Writing a compiler in Ruby bottom up - step 14 2009-02-12


This is part of a series I started in March 2008 - you may want to go back and look at older parts if you're new to this series.

Supporting variable length arguments

The C way handles variable length arguments is to let the caller push as much as they'd like onto the stack. It's then up to the callee to make sure they don't access too much, and there's really no way for the C function to know how many arguments have been pushed other than through inspection of the arguments themselves. Not a very pleasant situation. It works because the arguments are pushed right to left, so that the leftmost argument is always at the top of the stack.
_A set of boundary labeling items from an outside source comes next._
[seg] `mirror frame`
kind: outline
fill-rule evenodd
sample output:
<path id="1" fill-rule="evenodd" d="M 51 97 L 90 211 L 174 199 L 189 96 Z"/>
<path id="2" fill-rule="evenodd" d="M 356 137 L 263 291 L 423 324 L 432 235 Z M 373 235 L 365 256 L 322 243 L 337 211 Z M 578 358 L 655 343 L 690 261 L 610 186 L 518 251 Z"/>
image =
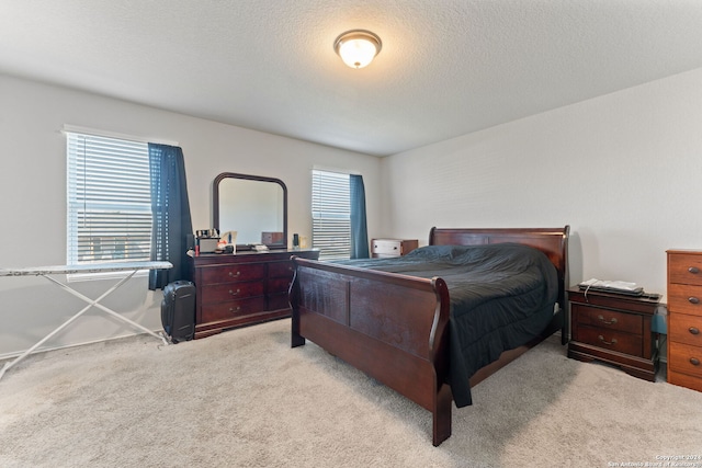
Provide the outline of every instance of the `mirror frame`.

This makes variadic functions like printf() reasonably easy to write, but it is also a never-ending source of bugs, since the printf() format string can indicate there are more arguments on the stack than is really the case (most modern C compilers as a result warn about mismatches between printf() format strings and arguments, but this doesn't help you if you write your own. Not great.
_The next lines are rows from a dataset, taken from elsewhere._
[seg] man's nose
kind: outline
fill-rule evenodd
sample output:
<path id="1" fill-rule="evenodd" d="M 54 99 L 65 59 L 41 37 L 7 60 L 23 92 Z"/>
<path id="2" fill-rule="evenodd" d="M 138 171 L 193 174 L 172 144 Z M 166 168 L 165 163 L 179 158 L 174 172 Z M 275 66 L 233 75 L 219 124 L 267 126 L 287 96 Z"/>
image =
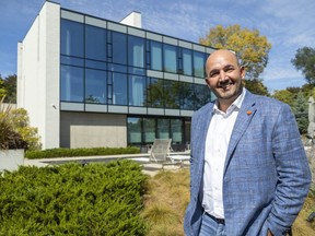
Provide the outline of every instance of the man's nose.
<path id="1" fill-rule="evenodd" d="M 226 75 L 225 75 L 225 72 L 223 71 L 223 70 L 221 70 L 220 71 L 220 78 L 219 78 L 219 80 L 220 81 L 224 81 L 224 80 L 226 80 L 228 78 L 226 78 Z"/>

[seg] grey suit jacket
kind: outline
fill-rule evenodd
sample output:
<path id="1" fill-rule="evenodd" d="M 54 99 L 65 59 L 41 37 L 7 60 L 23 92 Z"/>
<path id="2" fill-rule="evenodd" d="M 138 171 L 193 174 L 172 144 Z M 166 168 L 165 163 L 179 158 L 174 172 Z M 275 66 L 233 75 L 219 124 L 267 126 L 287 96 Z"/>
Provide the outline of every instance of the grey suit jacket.
<path id="1" fill-rule="evenodd" d="M 205 143 L 213 103 L 192 116 L 190 202 L 185 234 L 199 234 L 202 215 Z M 215 133 L 213 133 L 215 135 Z M 278 235 L 301 210 L 311 172 L 299 129 L 287 104 L 246 92 L 228 148 L 223 176 L 225 233 Z"/>

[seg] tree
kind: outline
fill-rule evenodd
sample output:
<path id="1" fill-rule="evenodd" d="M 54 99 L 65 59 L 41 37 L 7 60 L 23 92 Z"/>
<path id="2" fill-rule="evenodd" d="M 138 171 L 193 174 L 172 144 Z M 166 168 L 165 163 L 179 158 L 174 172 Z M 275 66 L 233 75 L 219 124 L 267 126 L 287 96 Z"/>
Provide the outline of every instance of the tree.
<path id="1" fill-rule="evenodd" d="M 202 45 L 235 51 L 242 64 L 246 67 L 247 80 L 259 78 L 268 63 L 268 54 L 271 48 L 267 37 L 260 36 L 258 30 L 241 28 L 238 24 L 226 28 L 222 25 L 210 28 L 209 34 L 199 42 Z"/>
<path id="2" fill-rule="evenodd" d="M 296 99 L 293 102 L 292 111 L 295 115 L 300 133 L 307 133 L 308 127 L 308 104 L 302 91 L 298 93 Z"/>
<path id="3" fill-rule="evenodd" d="M 307 83 L 315 84 L 315 48 L 299 48 L 291 62 L 298 70 L 302 71 Z"/>
<path id="4" fill-rule="evenodd" d="M 4 87 L 4 81 L 1 79 L 0 75 L 0 99 L 7 95 L 7 90 Z"/>
<path id="5" fill-rule="evenodd" d="M 262 84 L 260 80 L 245 80 L 244 85 L 254 94 L 269 96 L 268 88 Z"/>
Of course, so far we've not really care about safety much, but that doesn't mean I don't want to get there, and in this case it makes it easier to write code too. There are relatively few ways out of this that are not horribly inefficient: A marker that indicate you're at the end of the argument list; a pointer indicating the last position; a count.
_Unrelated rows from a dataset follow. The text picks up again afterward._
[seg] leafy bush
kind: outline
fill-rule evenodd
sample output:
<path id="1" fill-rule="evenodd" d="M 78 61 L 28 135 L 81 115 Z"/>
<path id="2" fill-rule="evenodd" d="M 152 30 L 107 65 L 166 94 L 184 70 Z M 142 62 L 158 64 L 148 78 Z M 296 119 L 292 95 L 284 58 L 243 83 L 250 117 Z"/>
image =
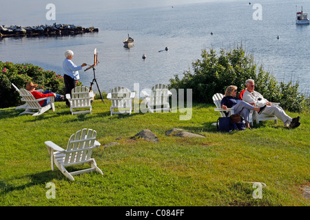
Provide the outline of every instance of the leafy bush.
<path id="1" fill-rule="evenodd" d="M 198 102 L 213 103 L 212 96 L 216 93 L 225 94 L 226 88 L 231 85 L 238 91 L 245 89 L 245 81 L 255 80 L 256 90 L 271 102 L 277 102 L 291 111 L 301 111 L 309 106 L 304 94 L 298 92 L 298 83 L 278 83 L 269 72 L 264 71 L 254 63 L 253 56 L 247 54 L 242 47 L 225 50 L 221 49 L 219 54 L 211 49 L 203 50 L 202 59 L 192 63 L 194 73 L 190 69 L 170 79 L 170 88 L 192 89 L 193 100 Z M 309 100 L 309 99 L 308 99 Z"/>
<path id="2" fill-rule="evenodd" d="M 21 97 L 12 86 L 25 88 L 27 82 L 38 84 L 38 89 L 64 94 L 63 77 L 53 71 L 45 71 L 32 64 L 14 64 L 0 61 L 0 108 L 19 105 Z"/>

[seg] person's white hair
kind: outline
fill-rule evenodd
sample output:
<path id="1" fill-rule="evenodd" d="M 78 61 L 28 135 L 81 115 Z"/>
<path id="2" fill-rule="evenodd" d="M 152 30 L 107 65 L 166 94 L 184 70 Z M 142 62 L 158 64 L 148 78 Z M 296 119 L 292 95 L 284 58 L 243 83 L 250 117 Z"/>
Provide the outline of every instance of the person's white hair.
<path id="1" fill-rule="evenodd" d="M 247 80 L 247 81 L 245 81 L 245 85 L 249 85 L 249 82 L 252 82 L 253 83 L 255 83 L 254 80 L 249 78 L 249 79 Z"/>
<path id="2" fill-rule="evenodd" d="M 73 56 L 73 51 L 72 51 L 72 50 L 67 50 L 65 52 L 65 58 L 67 58 L 67 57 L 68 57 L 68 56 Z"/>

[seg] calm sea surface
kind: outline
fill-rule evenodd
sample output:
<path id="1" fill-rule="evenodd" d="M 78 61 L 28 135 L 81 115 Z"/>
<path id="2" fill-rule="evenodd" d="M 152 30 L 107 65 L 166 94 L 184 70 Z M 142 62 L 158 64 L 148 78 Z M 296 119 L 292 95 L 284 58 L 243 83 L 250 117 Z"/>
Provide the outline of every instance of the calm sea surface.
<path id="1" fill-rule="evenodd" d="M 1 38 L 0 60 L 30 63 L 63 74 L 65 50 L 74 51 L 75 64 L 91 65 L 96 48 L 100 63 L 96 76 L 101 90 L 108 92 L 118 85 L 133 89 L 134 83 L 140 83 L 142 89 L 158 82 L 169 84 L 174 75 L 182 76 L 192 68 L 192 62 L 200 58 L 203 49 L 219 51 L 242 45 L 278 81 L 298 80 L 300 90 L 309 94 L 310 26 L 295 23 L 296 12 L 302 6 L 310 14 L 309 1 L 261 0 L 261 21 L 253 19 L 254 3 L 249 5 L 249 1 L 118 10 L 98 5 L 65 10 L 56 5 L 56 21 L 46 20 L 47 3 L 41 3 L 41 8 L 25 8 L 28 12 L 33 10 L 32 16 L 21 13 L 11 20 L 0 15 L 0 24 L 26 26 L 56 22 L 94 26 L 99 32 L 74 36 Z M 15 23 L 8 23 L 11 21 Z M 135 40 L 130 50 L 123 44 L 128 32 Z M 158 52 L 165 47 L 167 52 Z M 142 59 L 143 54 L 145 60 Z M 83 85 L 89 86 L 92 69 L 80 71 L 80 76 Z"/>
None of them are particularly pleasing, but they do the work. Then there's the issue of how to access the extra arguments.

In Ruby it's done by adding a final argument prepended with "*". This works like the "splat" operator in expressions in that it turns anything from then on into an array. In some ways it simplifies matters in that the compiler or interpreter "only" need to know how to stuff the remaining arguments into an array and push a pointer to the array itself onto the stack instead.

We're not quite so lucky as to have a fully formed object system to help us yet. What are the alternatives?

We're going to go with a halfway solution that is pleasing because it allows us to keep interoperability with C:

One issue: Calling IN to variadic functions written in this language from C can't be safely done unless the other function arguments contain enough information to deduce the number of arguments, or without using a wrapper function that sets up %ebx.

As you'll see, setting up %ebx is going to be pretty trivial. We also add a new function, :numargs, that simply returns the number of arguments. It can be calculated like this:

 movl %ebx, %eax
 subl %ebp, %eax
 shrl $2, %eax

Before I start going through the code: since I now have a repository at Github, you can see the commit for this code and download the the full code from here:

You can also <"watch" the repository to keep track of whenever I update it.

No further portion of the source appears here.